A series of horrendous homicides by sex predators is ringing alarm bells in our society. Whenever the government comes up with measures to fight sexual assaults against both children and adults, they just don’t seem to work. It is time to come up with more concrete and detailed plans to put an end to these sex crimes and their fatal fallout.

In a residential area of Gwangjin District in northern Seoul, a 41-year old man with 12 previous convictions stabbed a woman to death Monday after she fought back when he tried to rape her in her own home. The next day, a man in his 30s randomly killed a man with a knife in Suwon, Gyeonggi, after failing to rape a woman in the neighborhood. An ex-convict with 11 past criminal offenses, he committed the horrible crime 43 days after being released from seven years in jail for rape. The two killers have one thing in common: they have criminal records.

The most shocking thing of all, however, is that the murderer in Seoul committed the crime while wearing an electronic monitoring device on his ankle. This exposed serious problems with the use of the bracelets as sex offenders’ whereabouts are reported to the police only when the bracelets are damaged or removed.

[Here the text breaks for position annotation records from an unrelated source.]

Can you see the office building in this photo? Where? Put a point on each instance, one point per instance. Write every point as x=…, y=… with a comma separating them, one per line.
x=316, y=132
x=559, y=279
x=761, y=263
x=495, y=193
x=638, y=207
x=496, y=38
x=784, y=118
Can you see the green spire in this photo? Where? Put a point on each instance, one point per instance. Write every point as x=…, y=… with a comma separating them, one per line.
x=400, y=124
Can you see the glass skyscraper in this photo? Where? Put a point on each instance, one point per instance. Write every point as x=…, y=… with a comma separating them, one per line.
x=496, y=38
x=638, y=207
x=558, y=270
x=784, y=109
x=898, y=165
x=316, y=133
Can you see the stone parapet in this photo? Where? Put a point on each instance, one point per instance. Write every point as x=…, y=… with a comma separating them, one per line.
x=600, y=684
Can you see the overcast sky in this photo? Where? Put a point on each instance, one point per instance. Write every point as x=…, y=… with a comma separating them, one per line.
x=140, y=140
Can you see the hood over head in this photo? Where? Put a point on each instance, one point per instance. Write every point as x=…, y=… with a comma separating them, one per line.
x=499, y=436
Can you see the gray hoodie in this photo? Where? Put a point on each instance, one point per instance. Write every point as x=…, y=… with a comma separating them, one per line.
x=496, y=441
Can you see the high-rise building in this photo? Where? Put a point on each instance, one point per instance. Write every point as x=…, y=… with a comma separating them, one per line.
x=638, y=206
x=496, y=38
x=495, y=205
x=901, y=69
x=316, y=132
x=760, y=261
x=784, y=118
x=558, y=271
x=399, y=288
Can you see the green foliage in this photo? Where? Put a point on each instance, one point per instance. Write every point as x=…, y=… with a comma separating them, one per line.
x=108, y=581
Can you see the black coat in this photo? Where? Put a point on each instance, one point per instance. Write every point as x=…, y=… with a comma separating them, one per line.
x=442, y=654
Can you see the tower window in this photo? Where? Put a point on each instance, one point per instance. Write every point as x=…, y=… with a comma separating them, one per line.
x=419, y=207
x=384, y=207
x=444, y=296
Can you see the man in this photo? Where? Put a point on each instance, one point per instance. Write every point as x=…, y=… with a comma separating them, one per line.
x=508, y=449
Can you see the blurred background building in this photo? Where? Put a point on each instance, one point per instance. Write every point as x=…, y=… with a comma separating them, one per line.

In the case of the killing in Suwon, the prosecution’s request for that ex-con to be fitted with an electronic bracelet was put on hold by the Constitutional Court after he petitioned for a review of the legitimacy of the request because he was convicted prior to the law to put bracelets on ex-convicts.

The two murders reveal the limits of universal application of anti-crime measures. Law enforcement agencies have so far focused on stricter punishment for sex criminals. They must pay more attention to devising effective measures to closely monitor the behavior of ex-convicts, particularly those with records of sex offenses. Currently, about 100 personnel are keeping watch on a total of 1,026 ex-convicts with bracelets on their ankles for sex crimes or murders. They must be allowed to share their information with the police, and there also needs to be a drastic increase in the budget for monitoring.

The Ministry of Justice also must improve its rehabilitation of criminals through intensive counseling and psychotherapy, especially for exceptionally menacing ex-convicts. Without such efforts, the vicious cycle of sexual predators engaging in heinous homicides once released back into society will continue.